Die Größe eines solchen Kegels am Austrittspunkt ist abhängig von der Wellenlänge des Lichts, welches zum Beleuchten des Objektes verwendet wird. Licht mit einer hohen Wellenlänge erzeugt einen größeren als Licht mit einer kurzen. Die folgende Abbildung zeigt die Spektralfarben und deren Wellenlängen:

Spektralfarben Frequenzen
Die Frequenzen der Spektralfarben sorgen dafür, dass sich die Brechungswinkel im selben Material unterscheiden

Aus dieser Tabelle kann man die folgende Grafik ableiten:

Zusammenhang - Wellenlänge und Lichtbeugung
Zusammenhang – Wellenlänge und Lichtbeugung

Wie man sieht, sind die Farben Blau/Lila die, mit den kürzesten Wellenlängen. Ernst Abbe hatte einst festgestellt, dass die Auflösungsgrenze des Mikroskops immer bei der halben Wellenlänge des verwendeten Lichts liegt. Demnach kann man ein höheres Auflösungsvermögen aus einem Gerät „herausholen“, wenn man anstatt normales, „weißes“ Licht eines mit dem der Spektralfarben verwendet. Zudem kann man sehen, dass sich das Licht zwar in eine Richtung ausbreitet, aber nicht ganz geradlinig. Jeder, der schon einmal eine Taschenlampe in der Hand hatte, kann das Bestätigen 😉

Aus diesem Grund hatte man früher auch Ultraviolett-Mikroskope gebaut, da UV-Licht die kürzeste Wellenlänge hat.

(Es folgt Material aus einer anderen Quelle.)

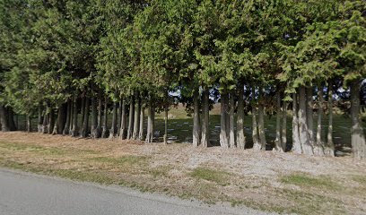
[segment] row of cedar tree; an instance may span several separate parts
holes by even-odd
[[[223,148],[246,148],[251,112],[253,147],[266,150],[267,112],[276,115],[274,150],[286,150],[288,112],[292,151],[334,155],[336,103],[352,117],[354,156],[366,157],[364,0],[0,0],[0,34],[3,131],[16,113],[29,131],[38,116],[43,133],[151,142],[154,114],[167,120],[182,102],[193,145],[208,146],[220,100]]]

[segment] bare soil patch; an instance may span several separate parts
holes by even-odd
[[[366,162],[351,157],[14,132],[0,133],[0,165],[270,211],[366,213]]]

Diese Geräte werden zwar immer noch eingesetzt, aber sie konnten sich jedoch nicht weitläufig durchsetzen, weil sie vom Elektronenmikroskop verdrängt wurden, deren Leistungsfähigkeit deutlich höher liegt. Mit ihnen kann man auch zum Beispiel Viren anschauen.

 

STED-Mikroskopie

Mit der Erfindung von Elektronenmikroskopen, hat man sich zwar Abhilfe geschaffen, so dass man auch von deutlich kleineren Strukturen Bilder machen kann. Die Elektronenmikroskopie hat jedoch einen ganz bedeutenden Nachteil: man kann sie nicht an lebenden Kulturen einsetzen. Somit war es lange Zeit unmöglich biologische Vorgänge am lebenden Objekt zu beobachten. Daher war man weiterhin bestrebt Verfahren zu finden, um Lichtmikroskope zu verbessern. Heutzutage gibt es das STED-Verfahren, mit dem man diese Auflösungsgrenze der Lichtmikroskopie um ein Vielfaches anheben konnte.

Nun ist es zum Beispiel möglich ein Medikament in eine lebende Zellkultur zu geben und die Auswirkungen in den Zellen zu beobachten.

 

Fazit

Der Effekt der Lchtbeugung ist also der Grund, warum man im Lichtmikroskop nicht einfach hunderte von Linsen hintereinander schalten und unendlich weit vergrößern kann. Objekte bestehen aus sehr feinen Strukturen und haben viele Austrittstellen. Sind deren Abstände kleiner, als die halbe Wellenlänge des Lichts, dann kann man schlichtweg keine sinnvollen Bilder mehr erzeugen, bzw. man sieht nur noch unscharfen „Matsch“.